Here the apostle Paul implies that we would take the credit if we were overpowering and strong. But we are weak. Even the strongest of us gets exhausted if pushed hard enough. And, if we get old enough, it’s guaranteed that even the most strong, vigorous, and healthy of us will begin to show cracks in our own jar of clay!

Many of us have a special love for autonomy and independence. But look at what it says in Isaiah and Jeremiah:

And yet, Lord, you are our Father. We are the clay, and you are the potter. We are all formed by your hand. (Isaiah 64:8).

But the pot he was shaping from the clay was marred in his hands; so, the potter formed it into another pot, shaping it as seemed best to Him. (Jeremiah 18: 4)

Hey, wait a minute. These verses say that I was formed by his hand. And as seemed best to him. So, what does that imply about any complaint I have about how I was made?

Personal example: God gave me a slight frame instead of a mighty frame. As a young man this shaping was not according to the design that I would prefer. So how did I react?

Well, I discovered that my frame allowed me to outrun almost everyone on long distance runs. My attitude was: “I’ll show them! I’ll run them into the ground!” Only years later did I learn to develop a thankful heart to the Lord in my running, to see that God could take pleasure in me as I ran, and to use my influence amongst other runners instead of having a vicious need to run them into the ground.

Joni Eareckson has now reached this point: seeing how bountifully God has used her as she is, she would not trade her life as a quadriplegic for what her life would have been like had she remained able-bodied.

Even though few of us have a disability as extreme as Joni’s, each of us can view our weaknesses in a similar light.

Can you see how even your weakest parts can be used for God’s glory?

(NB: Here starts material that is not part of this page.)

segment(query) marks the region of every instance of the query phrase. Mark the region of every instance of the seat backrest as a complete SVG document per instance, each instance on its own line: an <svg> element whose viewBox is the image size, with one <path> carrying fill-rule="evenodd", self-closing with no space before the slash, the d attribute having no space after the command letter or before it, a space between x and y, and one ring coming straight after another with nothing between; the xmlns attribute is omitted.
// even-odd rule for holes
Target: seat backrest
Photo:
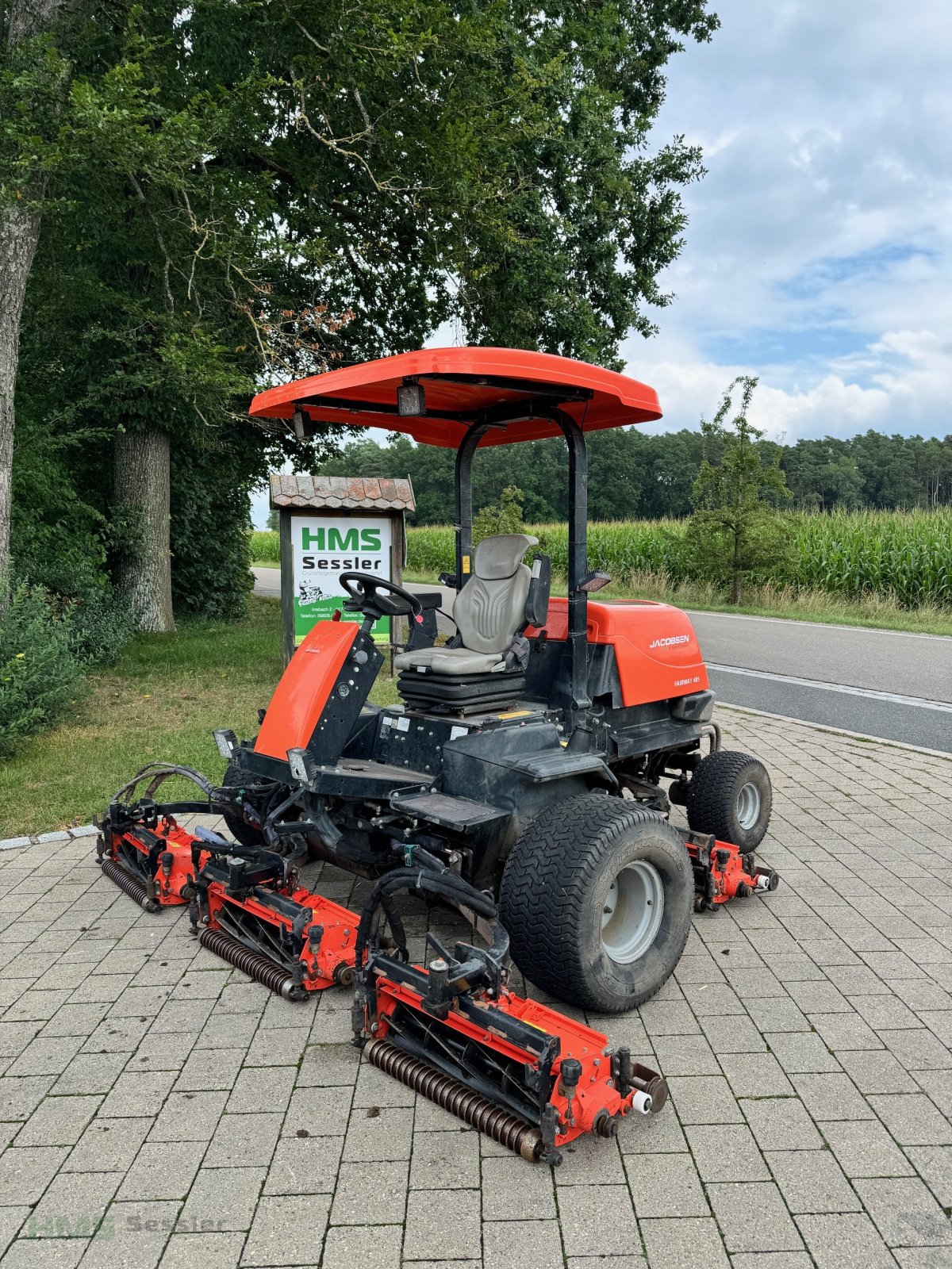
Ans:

1    A Place of Healing: Wrestling with the Mysteries of Suffering, Pain, and God’s Sovereignty.  https://tinyurl.com/ybknk87m

Worship Whining


In a recent worship service, I heard a song which I found grating and insipid and I began to complain about it in my heart.

I thought I was only blocking out the unwanted song………. but then, I knew that the Lord wanted to tell me something—“Listen! You are blocking me out! When you are grumbling you are detouring and avoiding something that I want to tell you to help you grow and change. So, stop complaining about the song and listen up!”

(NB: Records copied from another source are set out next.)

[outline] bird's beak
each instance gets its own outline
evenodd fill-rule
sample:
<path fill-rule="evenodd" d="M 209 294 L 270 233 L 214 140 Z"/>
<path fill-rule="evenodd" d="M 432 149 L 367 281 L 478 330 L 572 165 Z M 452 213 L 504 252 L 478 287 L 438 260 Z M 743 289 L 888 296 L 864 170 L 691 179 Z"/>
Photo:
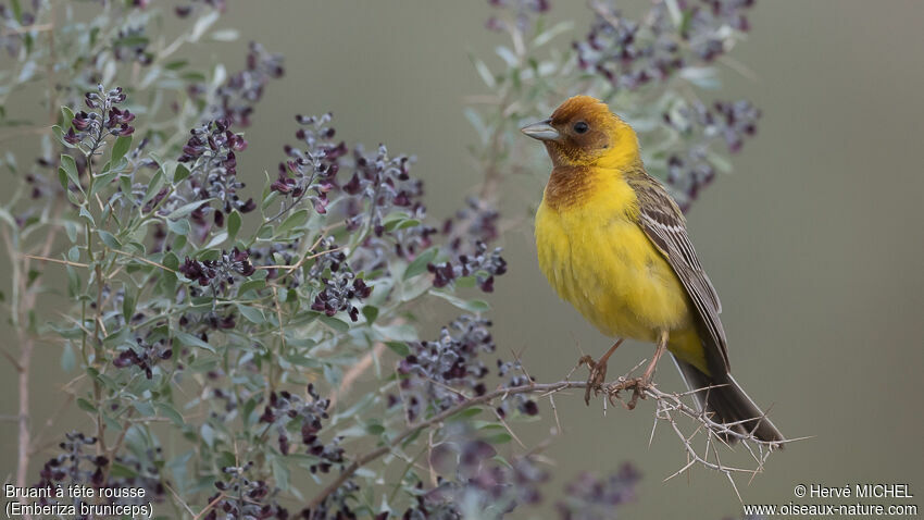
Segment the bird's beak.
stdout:
<path fill-rule="evenodd" d="M 526 125 L 520 128 L 520 132 L 528 135 L 534 139 L 539 140 L 558 140 L 561 137 L 559 131 L 554 129 L 552 125 L 549 123 L 551 120 L 540 121 L 538 123 L 533 123 L 532 125 Z"/>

Later, after the service, reflecting, I was reminded of a famous Old Testament passage about grumbling.

That night all the members of the community raised their voices and wept aloud.  All the Israelites grumbled against Moses and Aaron, and the whole assembly said to them, “If only we had died in Egypt! Or in this wilderness! Why is the Lord bringing us to this land only to let us fall by the sword? Our wives and children will be taken as plunder. Wouldn’t it be better for us to go back to Egypt?” And they said to each other, “We should choose a leader and go back to Egypt.” (Numbers 14:1-4)

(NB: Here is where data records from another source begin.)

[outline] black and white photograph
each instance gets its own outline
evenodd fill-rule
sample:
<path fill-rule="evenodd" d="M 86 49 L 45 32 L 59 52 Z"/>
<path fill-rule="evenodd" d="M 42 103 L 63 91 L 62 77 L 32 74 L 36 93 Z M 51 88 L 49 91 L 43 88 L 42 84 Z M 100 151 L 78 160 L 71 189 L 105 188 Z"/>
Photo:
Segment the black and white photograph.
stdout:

So here they are, in the wilderness, grumbling against Moses. “Boo-hoo! That was some rescue you gave us! We’re gonna die! We wanna go back to Egypt!”  We might want to laugh at these silly people. But of course, unfortunately, we have our own ways of grumbling. We each have our own way of going back to Egypt— we are tempted to fall back to how we used to live before we got serious about following our Lord. We end up just like the proverbial washed pig who returns to wallowing in the mud. (see 2 Peter 2:22)

The whining Israelites were growing far away from seeing that God was in sovereign control, was faithful to his irrevocable promises, longed for them to persevere, and would provide the power to do so. Whenever we see these Old Testament examples, they are all in the Bible not to give us historical information, but because God knows that the exact same thing can happen to us!

In my own ideal world, none of the things that make me whine would happen. And in the worship service, after starting to listen, a song did come up which was wonderful —powerful and based on the Scripture: Jesus coming again. What a change of focus! Then, the importance of what I whine about shrinks, and the importance of how Jesus looks at things increases. Jesus, who is coming again, is in control. That gives me a thankful heart; what a wonderful antidote for grumbling!